Was it her vibrant, outgoing personality, the dress she was wearing or perhaps it was the metaphorical halo that hovered above her head - after all, she did save somebody's life.
She wore a white dress covered in red roses while she sat on the L-shaped couch in her lounge.
I sat down before she asked if I wanted a cup of coffee.
I kindly declined.
Running a food trailer called Pancakes are Delicious, Liz is a barista by day, and in hindsight, I should have accepted that coffee.
Liz is used to listening to her customers stories, but now the barista has a story of her own to tell. The Onewhero woman has donated her kidney to a complete stranger.
It all started in October 2016 while Liz and her husband, Vincent, were watching a television series called Good Sorts.
"I saw it on tele," said Liz.
"My husband was sitting there," as she pointed to one of the many seating spots on the large couch.
"I said, 'oh my gosh, that amazing lady. That Lianne is just amazing'. I turned to (Vincent) and he said, 'I know what your going to say'.
"I want to do that," said Liz.
Vincent raised the question, why? And for Liz, this was a simple question to answer.
The prospect of not being able to have children is daunting. Many people grieve, many people suffer, but Liz found a solution.
"We just weren't able to have children ... it's the way it's meant to be," Liz said in a soft voice that began to shudder.
"I believe in God, and God gives us a gift - I didn't get the gift of singing, I certainly didn't get the gift of music but I got the gift to serve. That is my whole (purpose) in life, to serve. To serve people as a barista, to listen to stories, to enjoy other peoples' company and to give.
"My kidney can be my legacy."
It took 24 hours after Good Sorts had screened before Liz called Kidney Health New Zealand to ask if she was eligible to donate an organ. She would have done it sooner, but the show aired on the weekend, which meant Liz had to wait until the Monday to get a hold of them.
However, in order to be eligible for donation, a series of health tests must be carried out before you can be considered a suitable donor, which was a slight problem as Liz had some minor health issues. .
"When you ring up, the first thing they ask you for is a little bit of medical history and I thought, 'ooh this could be a bummer'.
"I thought that maybe that was going to be no good."
It took six months of testing before Liz received a phone call from her transplant co-ordinator saying that the tests had been a success and it was "all go" for her operation the following week.

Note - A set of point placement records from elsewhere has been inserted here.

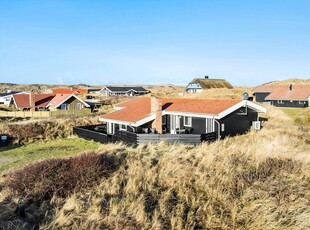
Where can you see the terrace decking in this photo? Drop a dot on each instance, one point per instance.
(89, 132)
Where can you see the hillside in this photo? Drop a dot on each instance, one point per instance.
(259, 180)
(168, 89)
(295, 81)
(254, 181)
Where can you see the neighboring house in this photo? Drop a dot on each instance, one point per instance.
(48, 102)
(184, 116)
(69, 91)
(283, 95)
(123, 91)
(199, 84)
(5, 98)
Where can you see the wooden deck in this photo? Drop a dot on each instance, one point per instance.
(88, 132)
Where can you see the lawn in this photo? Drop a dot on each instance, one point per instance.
(300, 116)
(17, 156)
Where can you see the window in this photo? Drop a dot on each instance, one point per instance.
(164, 120)
(122, 127)
(64, 107)
(187, 121)
(78, 106)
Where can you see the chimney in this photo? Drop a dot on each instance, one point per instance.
(32, 102)
(156, 108)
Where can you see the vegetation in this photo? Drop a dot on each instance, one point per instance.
(258, 180)
(60, 177)
(52, 129)
(17, 156)
(295, 81)
(299, 116)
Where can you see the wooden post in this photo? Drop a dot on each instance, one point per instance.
(156, 108)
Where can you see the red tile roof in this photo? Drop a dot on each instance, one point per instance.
(282, 92)
(138, 109)
(68, 91)
(54, 103)
(41, 100)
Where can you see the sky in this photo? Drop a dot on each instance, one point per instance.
(105, 42)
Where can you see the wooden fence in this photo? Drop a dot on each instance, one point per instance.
(43, 114)
(134, 139)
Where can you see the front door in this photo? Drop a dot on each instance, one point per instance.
(175, 123)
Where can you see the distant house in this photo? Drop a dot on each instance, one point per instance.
(283, 95)
(5, 98)
(48, 102)
(111, 91)
(69, 91)
(183, 116)
(199, 84)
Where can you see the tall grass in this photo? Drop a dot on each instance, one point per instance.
(255, 181)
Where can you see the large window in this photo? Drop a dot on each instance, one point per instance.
(78, 106)
(187, 121)
(64, 107)
(122, 127)
(164, 121)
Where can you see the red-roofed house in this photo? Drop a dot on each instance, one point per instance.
(283, 95)
(48, 102)
(183, 116)
(69, 91)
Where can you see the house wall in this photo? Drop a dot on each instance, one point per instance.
(199, 125)
(72, 102)
(104, 91)
(260, 97)
(238, 124)
(294, 104)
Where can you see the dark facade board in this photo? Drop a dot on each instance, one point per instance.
(235, 123)
(293, 104)
(199, 125)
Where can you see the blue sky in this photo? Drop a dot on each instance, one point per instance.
(153, 41)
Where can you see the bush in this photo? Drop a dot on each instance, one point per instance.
(60, 177)
(46, 130)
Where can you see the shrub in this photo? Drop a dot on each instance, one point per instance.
(60, 177)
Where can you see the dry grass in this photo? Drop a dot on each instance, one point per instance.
(259, 180)
(295, 81)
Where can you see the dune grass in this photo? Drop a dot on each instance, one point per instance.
(17, 156)
(255, 181)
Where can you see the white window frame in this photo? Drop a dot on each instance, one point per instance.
(64, 106)
(121, 127)
(189, 124)
(78, 105)
(164, 120)
(110, 128)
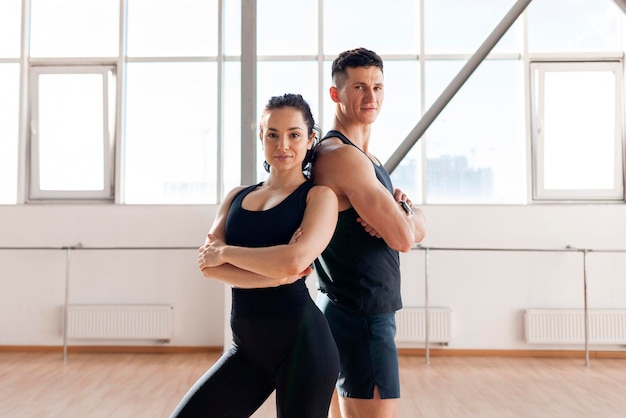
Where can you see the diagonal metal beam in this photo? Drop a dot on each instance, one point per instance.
(458, 81)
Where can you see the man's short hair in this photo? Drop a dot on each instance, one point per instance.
(353, 58)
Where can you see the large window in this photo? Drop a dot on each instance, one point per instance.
(71, 132)
(140, 101)
(577, 133)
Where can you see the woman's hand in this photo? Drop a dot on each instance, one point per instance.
(209, 255)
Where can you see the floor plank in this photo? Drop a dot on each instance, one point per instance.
(89, 385)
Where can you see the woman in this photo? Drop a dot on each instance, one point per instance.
(262, 242)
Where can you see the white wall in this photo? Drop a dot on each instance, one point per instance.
(486, 290)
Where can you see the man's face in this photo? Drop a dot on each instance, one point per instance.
(361, 95)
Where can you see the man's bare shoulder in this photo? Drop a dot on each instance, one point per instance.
(333, 154)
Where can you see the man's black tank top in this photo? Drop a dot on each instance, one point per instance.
(357, 271)
(266, 228)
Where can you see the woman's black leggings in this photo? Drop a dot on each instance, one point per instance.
(292, 352)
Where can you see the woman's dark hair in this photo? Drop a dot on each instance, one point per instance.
(296, 101)
(353, 58)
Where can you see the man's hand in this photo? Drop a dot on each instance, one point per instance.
(368, 228)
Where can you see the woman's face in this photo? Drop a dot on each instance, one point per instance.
(285, 138)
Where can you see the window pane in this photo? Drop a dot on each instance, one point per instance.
(75, 28)
(171, 133)
(70, 132)
(276, 78)
(10, 24)
(9, 117)
(389, 26)
(232, 126)
(461, 26)
(574, 26)
(272, 17)
(475, 148)
(232, 27)
(159, 28)
(579, 136)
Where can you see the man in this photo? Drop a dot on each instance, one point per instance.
(359, 272)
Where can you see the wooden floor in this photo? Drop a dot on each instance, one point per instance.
(88, 385)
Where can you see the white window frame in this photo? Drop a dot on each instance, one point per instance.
(538, 69)
(35, 192)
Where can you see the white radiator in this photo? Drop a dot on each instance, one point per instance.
(567, 326)
(411, 327)
(149, 322)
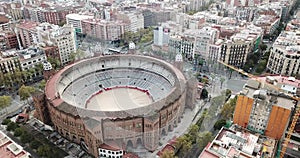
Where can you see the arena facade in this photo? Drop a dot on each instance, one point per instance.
(125, 100)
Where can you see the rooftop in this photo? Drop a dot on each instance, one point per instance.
(10, 149)
(289, 41)
(79, 16)
(267, 92)
(241, 143)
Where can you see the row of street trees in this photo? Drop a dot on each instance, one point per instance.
(24, 92)
(141, 36)
(13, 80)
(42, 147)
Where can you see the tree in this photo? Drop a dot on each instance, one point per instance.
(183, 144)
(228, 108)
(25, 92)
(44, 151)
(167, 154)
(228, 93)
(42, 85)
(26, 137)
(18, 132)
(263, 47)
(6, 122)
(5, 101)
(204, 138)
(193, 131)
(222, 79)
(204, 94)
(219, 124)
(12, 126)
(35, 144)
(54, 62)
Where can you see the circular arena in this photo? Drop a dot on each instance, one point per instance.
(123, 101)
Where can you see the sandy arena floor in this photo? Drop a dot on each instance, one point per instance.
(119, 99)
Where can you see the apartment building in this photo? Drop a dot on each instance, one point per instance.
(76, 21)
(284, 56)
(8, 40)
(62, 37)
(31, 57)
(133, 19)
(53, 13)
(9, 62)
(103, 29)
(239, 142)
(181, 44)
(267, 22)
(234, 52)
(261, 109)
(27, 33)
(161, 36)
(4, 22)
(13, 9)
(202, 39)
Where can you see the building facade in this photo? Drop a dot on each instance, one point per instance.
(103, 29)
(62, 37)
(284, 56)
(28, 35)
(262, 111)
(126, 129)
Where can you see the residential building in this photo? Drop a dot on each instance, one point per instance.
(284, 56)
(62, 37)
(9, 62)
(260, 108)
(110, 151)
(234, 52)
(197, 5)
(267, 22)
(31, 57)
(284, 83)
(183, 45)
(161, 36)
(4, 22)
(202, 38)
(134, 20)
(148, 18)
(9, 148)
(53, 13)
(239, 142)
(214, 50)
(8, 40)
(27, 32)
(76, 19)
(13, 9)
(103, 29)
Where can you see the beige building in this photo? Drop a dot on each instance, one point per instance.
(284, 57)
(27, 33)
(62, 37)
(103, 29)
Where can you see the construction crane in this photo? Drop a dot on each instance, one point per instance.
(297, 109)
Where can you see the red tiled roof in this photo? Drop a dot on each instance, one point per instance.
(130, 155)
(168, 147)
(108, 147)
(208, 154)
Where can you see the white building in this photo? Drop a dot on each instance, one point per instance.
(203, 38)
(75, 21)
(134, 20)
(62, 37)
(109, 151)
(31, 57)
(161, 36)
(284, 58)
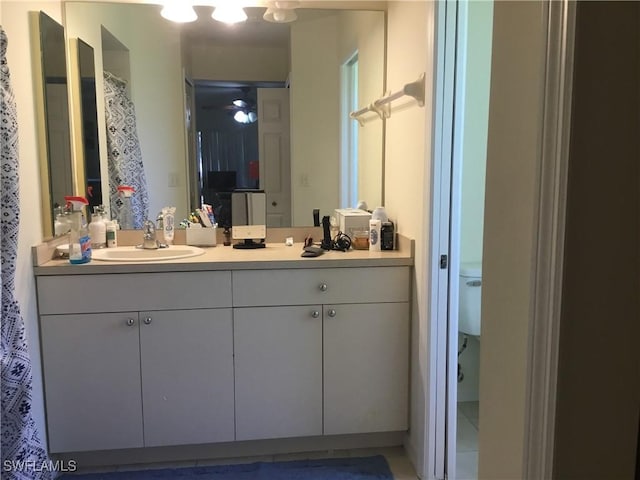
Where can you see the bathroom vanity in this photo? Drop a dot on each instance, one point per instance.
(229, 346)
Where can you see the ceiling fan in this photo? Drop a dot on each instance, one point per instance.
(242, 107)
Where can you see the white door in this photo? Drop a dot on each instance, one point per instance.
(274, 153)
(440, 436)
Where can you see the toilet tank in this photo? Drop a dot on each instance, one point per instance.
(469, 298)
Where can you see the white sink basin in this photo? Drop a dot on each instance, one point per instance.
(133, 254)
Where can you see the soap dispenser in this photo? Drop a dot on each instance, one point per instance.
(79, 239)
(98, 228)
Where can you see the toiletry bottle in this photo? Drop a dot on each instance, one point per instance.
(168, 219)
(112, 233)
(387, 236)
(79, 240)
(374, 235)
(61, 223)
(126, 212)
(98, 228)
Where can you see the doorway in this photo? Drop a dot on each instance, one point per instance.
(464, 63)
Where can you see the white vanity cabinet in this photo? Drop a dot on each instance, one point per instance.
(254, 352)
(334, 361)
(141, 377)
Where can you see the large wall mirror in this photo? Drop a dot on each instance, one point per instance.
(308, 74)
(57, 175)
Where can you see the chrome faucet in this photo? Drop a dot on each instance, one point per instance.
(149, 241)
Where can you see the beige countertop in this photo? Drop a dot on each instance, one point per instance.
(275, 255)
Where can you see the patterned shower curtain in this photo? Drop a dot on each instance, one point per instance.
(23, 456)
(125, 156)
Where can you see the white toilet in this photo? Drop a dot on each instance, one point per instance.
(469, 298)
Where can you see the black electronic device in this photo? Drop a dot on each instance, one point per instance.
(326, 228)
(249, 222)
(387, 236)
(312, 251)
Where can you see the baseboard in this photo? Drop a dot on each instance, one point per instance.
(231, 449)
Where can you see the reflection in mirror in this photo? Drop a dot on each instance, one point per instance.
(249, 219)
(56, 172)
(90, 147)
(166, 59)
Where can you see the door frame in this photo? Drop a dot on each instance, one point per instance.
(547, 261)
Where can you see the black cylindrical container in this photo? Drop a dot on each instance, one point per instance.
(387, 236)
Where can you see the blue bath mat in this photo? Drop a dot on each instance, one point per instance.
(362, 468)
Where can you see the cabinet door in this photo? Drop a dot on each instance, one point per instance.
(278, 359)
(92, 381)
(187, 376)
(366, 368)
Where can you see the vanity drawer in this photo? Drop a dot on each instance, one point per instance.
(133, 292)
(320, 286)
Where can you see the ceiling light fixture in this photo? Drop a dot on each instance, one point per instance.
(229, 14)
(280, 15)
(281, 11)
(178, 11)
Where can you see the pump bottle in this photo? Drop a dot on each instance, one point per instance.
(79, 240)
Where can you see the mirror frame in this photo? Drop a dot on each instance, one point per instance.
(42, 123)
(358, 6)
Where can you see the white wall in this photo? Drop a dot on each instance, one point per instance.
(474, 161)
(15, 18)
(515, 124)
(156, 90)
(315, 147)
(238, 62)
(407, 182)
(319, 48)
(476, 124)
(364, 32)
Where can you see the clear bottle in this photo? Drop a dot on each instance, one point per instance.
(112, 233)
(126, 212)
(98, 228)
(79, 239)
(61, 223)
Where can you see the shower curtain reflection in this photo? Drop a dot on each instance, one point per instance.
(124, 153)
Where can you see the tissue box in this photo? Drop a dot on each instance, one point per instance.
(201, 237)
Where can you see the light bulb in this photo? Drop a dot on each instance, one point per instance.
(241, 117)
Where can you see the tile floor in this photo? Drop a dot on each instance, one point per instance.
(401, 467)
(399, 463)
(467, 441)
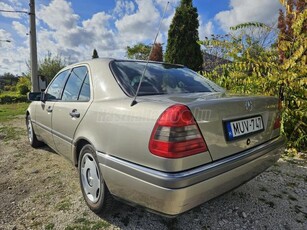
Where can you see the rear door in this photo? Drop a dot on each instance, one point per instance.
(68, 113)
(44, 110)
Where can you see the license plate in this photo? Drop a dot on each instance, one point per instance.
(239, 128)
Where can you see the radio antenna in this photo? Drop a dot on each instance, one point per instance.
(145, 68)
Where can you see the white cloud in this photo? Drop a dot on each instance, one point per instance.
(124, 7)
(205, 30)
(248, 11)
(140, 25)
(20, 28)
(58, 15)
(4, 6)
(61, 31)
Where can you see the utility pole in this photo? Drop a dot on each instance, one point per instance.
(33, 48)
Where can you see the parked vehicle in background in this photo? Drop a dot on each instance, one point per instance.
(184, 141)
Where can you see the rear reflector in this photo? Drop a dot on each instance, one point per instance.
(176, 134)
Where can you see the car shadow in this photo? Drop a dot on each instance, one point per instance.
(258, 204)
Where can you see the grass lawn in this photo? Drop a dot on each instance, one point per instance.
(9, 111)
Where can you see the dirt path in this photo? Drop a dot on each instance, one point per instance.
(40, 190)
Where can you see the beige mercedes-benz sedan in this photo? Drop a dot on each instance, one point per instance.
(158, 136)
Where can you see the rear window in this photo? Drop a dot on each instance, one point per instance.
(160, 78)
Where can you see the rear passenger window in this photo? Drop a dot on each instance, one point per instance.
(75, 85)
(55, 89)
(85, 93)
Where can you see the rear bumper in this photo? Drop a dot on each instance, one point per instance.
(175, 193)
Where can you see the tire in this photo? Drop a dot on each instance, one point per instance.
(31, 134)
(94, 189)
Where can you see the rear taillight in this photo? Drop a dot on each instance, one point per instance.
(176, 134)
(277, 122)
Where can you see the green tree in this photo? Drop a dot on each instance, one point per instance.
(139, 51)
(156, 53)
(51, 65)
(292, 72)
(257, 69)
(182, 46)
(23, 85)
(95, 54)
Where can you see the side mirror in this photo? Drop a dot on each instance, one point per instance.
(43, 96)
(34, 96)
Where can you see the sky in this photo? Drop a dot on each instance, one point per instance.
(73, 28)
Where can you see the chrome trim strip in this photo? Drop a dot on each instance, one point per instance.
(42, 126)
(65, 138)
(186, 178)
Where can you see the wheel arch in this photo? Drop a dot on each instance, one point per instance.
(77, 149)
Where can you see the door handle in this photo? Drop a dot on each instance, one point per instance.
(49, 109)
(74, 113)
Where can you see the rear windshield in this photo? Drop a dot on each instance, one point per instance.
(160, 78)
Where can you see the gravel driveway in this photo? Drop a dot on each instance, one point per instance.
(40, 190)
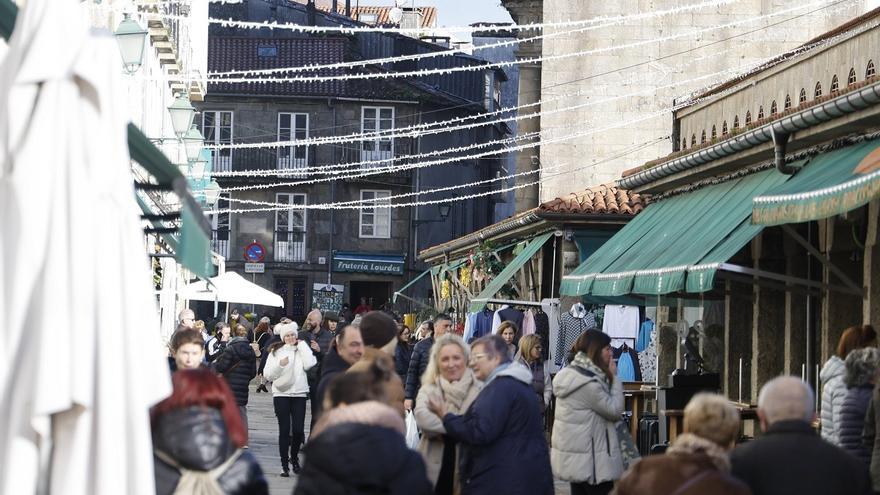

"I just burst in to tears. Oh man it was so exciting.
"I just wanted to be a fly on the wall [when the recipient received their phone call]. I just wanted to listen, because I can just imagine they would have been ecstatic."
According to Kidney Health New Zealand, there are some risks involved with a kidney transplant such as bleeding, infection and in some cases, the donor can develop kidney failure themselves in the future.
Despite this, Liz said she was not afraid of the operation or the risks. In fact, the only thing she was afraid of was being told that the operation wasn't going ahead.
In honour of the children she never had, Liz named her two kidneys Gracie and Lilly.
After three hours under the knife, she woke up and Gracie had been removed.
"When I woke up from surgery, the first thing I said was, 'Have I done it'."
She said she then lifted up her shirt, looked at the bandages and said "Woohoo, I have done it."
It was all smooth sailing from there, Liz said.
She can't wait to serve coffees once again, but in the mean time, she will remain proud and honoured that someone has accepted her gift.
"I just feel blessed that the person actually said yes to me," said Liz.
"I suppose I have saved somebody's life."